5% dos medalhistas de olimpíadas aprovados na UFC são de escola pública do CE

 

 Três jovens estudantes cearenses de destaque: um segura um protótipo de foguete, o central cruza os braços e o terceiro exibe um certificado de premiação da Olimpíada Brasileira de Matemática.

Em 2026, a Universidade Federal do Ceará (UFC) adotou uma nova alternativa para ingresso na instituição: o edital de acesso por meio das olimpíadas científicas. Nesta semana, o resultado final mostrou que 73 alunos foram aprovados e outros 153 estão classificáveis. Mesmo sem reserva de vagas por cotas, 45% dos aprovados são de escola pública.

Complementar ao Sistema de Seleção Unificada (Sisu), a novidade visa ampliar as oportunidades para estudantes que se destacam pelo talento e pela dedicação ao conhecimento.

A iniciativa também fortalece a cultura científica e contribui para a formação de profissionais e pesquisadores. As olimpíadas de conhecimento são competições intelectuais entre estudantes que estimulam a excelência acadêmica e a formação científica dos alunos.

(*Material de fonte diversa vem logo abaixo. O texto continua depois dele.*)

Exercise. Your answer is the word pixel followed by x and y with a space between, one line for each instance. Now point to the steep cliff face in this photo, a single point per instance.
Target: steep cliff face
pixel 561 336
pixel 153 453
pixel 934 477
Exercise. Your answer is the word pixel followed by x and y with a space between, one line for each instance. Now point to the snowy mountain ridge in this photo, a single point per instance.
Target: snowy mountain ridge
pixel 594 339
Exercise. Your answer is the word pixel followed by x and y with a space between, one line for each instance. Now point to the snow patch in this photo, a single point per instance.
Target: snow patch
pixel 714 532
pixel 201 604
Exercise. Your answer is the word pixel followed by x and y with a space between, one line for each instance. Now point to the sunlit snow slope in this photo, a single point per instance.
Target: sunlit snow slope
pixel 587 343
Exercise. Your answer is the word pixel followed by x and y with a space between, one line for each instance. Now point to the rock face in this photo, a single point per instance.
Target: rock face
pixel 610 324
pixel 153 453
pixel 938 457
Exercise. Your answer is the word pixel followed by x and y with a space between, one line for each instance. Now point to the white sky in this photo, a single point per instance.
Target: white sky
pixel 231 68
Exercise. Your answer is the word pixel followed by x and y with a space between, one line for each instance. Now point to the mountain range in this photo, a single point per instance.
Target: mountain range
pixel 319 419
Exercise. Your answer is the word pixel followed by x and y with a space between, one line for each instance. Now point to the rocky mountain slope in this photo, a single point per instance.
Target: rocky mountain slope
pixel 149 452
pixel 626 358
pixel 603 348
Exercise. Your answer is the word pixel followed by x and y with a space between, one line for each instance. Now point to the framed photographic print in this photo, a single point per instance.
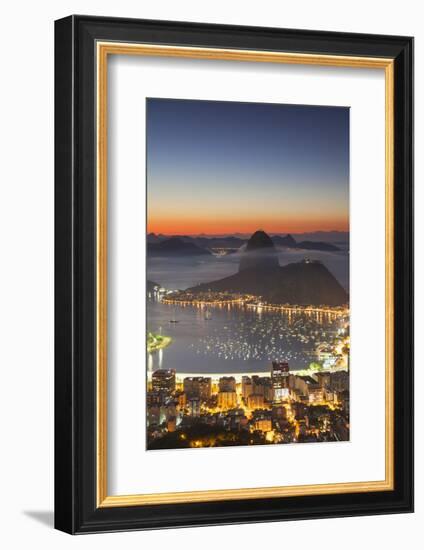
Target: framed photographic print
pixel 233 274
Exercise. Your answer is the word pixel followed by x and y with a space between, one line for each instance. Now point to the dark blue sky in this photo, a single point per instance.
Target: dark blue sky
pixel 219 167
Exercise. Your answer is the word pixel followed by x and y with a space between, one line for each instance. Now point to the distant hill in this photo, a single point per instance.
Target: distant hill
pixel 232 242
pixel 175 246
pixel 260 253
pixel 290 242
pixel 317 245
pixel 287 241
pixel 302 283
pixel 150 285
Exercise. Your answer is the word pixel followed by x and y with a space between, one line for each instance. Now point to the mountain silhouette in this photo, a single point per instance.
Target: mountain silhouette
pixel 260 253
pixel 301 283
pixel 175 246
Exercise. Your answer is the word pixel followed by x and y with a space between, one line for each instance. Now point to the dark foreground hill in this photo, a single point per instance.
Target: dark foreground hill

Para os estudantes que conquistaram uma vaga pelo edital, essa modalidade valoriza a participação nas competições e estimula os estudantes a encontrarem ações para além do currículo escolar.

Atividades extracurriculares, as olimpíadas do conhecimento incentivam o aprimoramento dos alunos nas áreas que possuem mais afinidade e também auxiliam na transformação de vidas.

É o que acredita Leonardo Ramos, cearense de 18 anos, egresso da Escola Estadual de Educação Profissionalizante Adriano Nobre, de Itapajé, a 128 km de Fortaleza.

“As olimpíadas incentivam que o aluno desenvolva autonomia em pesquisar o que tem que estudar, aprender por conta própria, quanto instiga o aluno pela curiosidade”, diz Leonardo Ramos, ex-aluno da rede pública.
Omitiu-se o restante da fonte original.